La semana pasada asistimos a un espectáculo inusual en la historia política reciente: la accidentada presentación de informes anuales a cargo de los titulares de cada una de las carteras de estado que componen el órgano ejecutivo, y su accidentada recepción, persiguiendo –a veces literalmente– la aplicación de las disposiciones constitucionales por parte del órgano legislativo, personificado en el diputado presidente, encargado de presidir una sesión plenaria que no estuvo exenta de gritos, reclamos y hasta recesos repentinos.

Todo debía transcurrir como ha sido usual año tras año, independientemente del partido político en el poder: voluminosos ejemplares de la memoria anual de labores de cada ministerio, son acompañados de un discurso más o menos breve enumerando los logros de la gestión encomendada, todo esto, mientras la mayoría de diputados se dedicaban a conversar y a departir alegremente, con breves interrupciones de la prensa, requiriendo sus opiniones o las de sus colegas de bancada, llamando la atención sobre uno u otro dato que despertara el interés de la oposición para ser usado más tarde.

Pero este rito anual, que por supuesto tiene una justificación constitucional y agregaríamos que también cultural, no iba a ser observada por un gabinete que con tientes histriónicos pero también histéricos, ya hizo de la inobservancia a la Constitución, su marca distintiva al momento de utilizar el poder delegado por el mandatario.

Vimos entonces cómo lo que representa una muestra de sometimiento del poder ejecutivo al control interorgánico por excelencia, de acuerdo con el diseño de nuestra democracia constitucional, devino en una incómoda puesta en escena, en la que varios de los convocados se negaban momentáneamente a entregar su informe al presidente del parlamento que se los requería, mientras algunos miembros de protocolo les perseguían luego por el corredor del Salón Azul –como fue el caso del Ministro de Obras Públicas– solicitándoles también la entrega del documento en cuestión.

Esta misma conducta fue la que llevó al Ministro de la Defensa Nacional a volver ante la junta directiva del congreso, apenas unos minutos después de retirarse tras leer su breve informe, para hacer entrega del mismo, ahora sí, como lo ordena el Art. 167, ordinal 7° de la Constitución, como si en el ínterin, alguien tuvo la inteligencia de recordarle que su omisión podría acarrearle la destitución inmediata, de acuerdo con lo contemplado en la mencionada disposición.

Pero los incidentes no se quedaron allí. Los gritos de la secretaria de Comunicaciones de la Presidencia de la República, que acompañaba al gabinete en su comparecencia y la respuesta amplificada del presidente de la Asamblea dieron motivo a las más variadas reacciones desde el pleno legislativo, como si la casa del pueblo se hubiera convertido en el circo donde los denuestos, reclamos y diferencias irreconciliables se hicieran presentes para destacar, precisamente en el día en que la ecuanimidad debería ser la regla, los fantasmas de la polarización política que históricamente han contribuido a enturbiar la paz y la armonía en el país.

No puede obviarse, llegado a este punto, las omisiones de los miembros del parlamento. Además de la indiferencia y mala educación que suelen mostrar cuando el que comparece no es el presidente o el ministro de su partido político o afín a este, los diputados desaprovecharon lo que bien podría considerarse un ensayo de antejuicio.

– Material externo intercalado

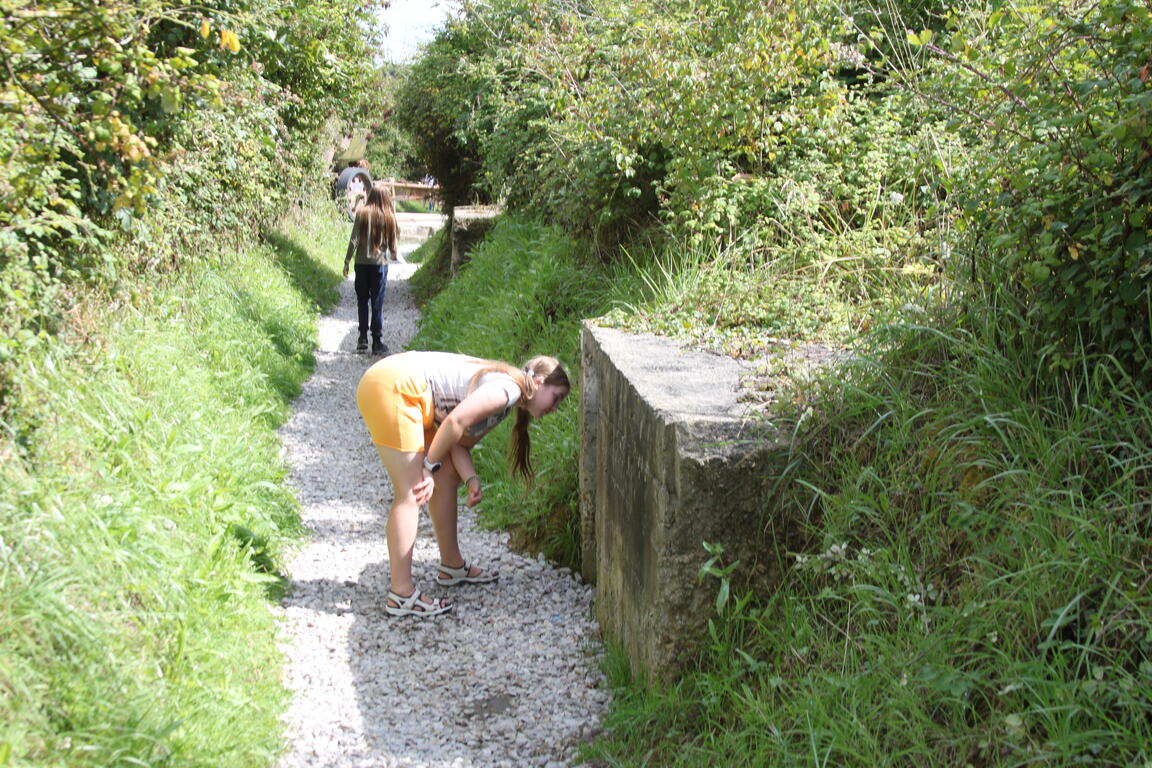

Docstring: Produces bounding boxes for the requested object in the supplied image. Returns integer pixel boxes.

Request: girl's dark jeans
[354,264,388,339]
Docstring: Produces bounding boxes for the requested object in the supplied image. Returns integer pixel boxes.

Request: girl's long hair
[355,181,399,256]
[468,355,571,486]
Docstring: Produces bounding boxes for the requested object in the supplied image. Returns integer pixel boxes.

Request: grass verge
[0,202,346,768]
[410,216,645,568]
[589,320,1152,767]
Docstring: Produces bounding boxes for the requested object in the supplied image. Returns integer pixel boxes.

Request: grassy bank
[415,211,1152,767]
[410,216,644,567]
[580,324,1152,767]
[0,206,346,768]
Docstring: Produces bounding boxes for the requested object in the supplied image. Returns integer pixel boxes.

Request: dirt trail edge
[278,248,608,768]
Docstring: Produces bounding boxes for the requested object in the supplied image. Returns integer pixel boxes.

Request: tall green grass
[0,207,346,768]
[409,216,645,567]
[590,320,1152,767]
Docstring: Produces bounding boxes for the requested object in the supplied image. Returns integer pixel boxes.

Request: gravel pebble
[278,253,608,768]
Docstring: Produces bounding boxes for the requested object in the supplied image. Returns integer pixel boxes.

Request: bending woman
[356,352,571,616]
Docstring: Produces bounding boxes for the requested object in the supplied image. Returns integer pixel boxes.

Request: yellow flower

La comparecencia de los titulares de las carteras de salud, defensa, turismo y seguridad bien pudieron ser aprovechados para indagar y cuestionar sobre el manejo de los recursos durante la pandemia o la capacidad del país para afrontar una eventual crisis alimentaria o de falta de empleos, luego de meses de vida nacional al límite de las capacidades con que se cuenta.

Pero era más fácil ignorar las responsabilidades mutuas, olvidarse del rito por parte del gabinete de gobierno y a la vez alimentar el mito de un control parlamentario que sin embargo no ha sabido ser efectivo. Por eso, no es de extrañar que ese mismo día el Instituto Universitario de Opinión Pública de la UCA revelara la caída de 25 puntos en la calificación de imagen del Presidente, o que más del 60 % de la población califique de “muy malo” el trabajo de los diputados, que mientras tanto, alimentan con su pasividad el desgobierno que desde el ejecutivo se alienta, y cuyas consecuencias las pagaremos todos.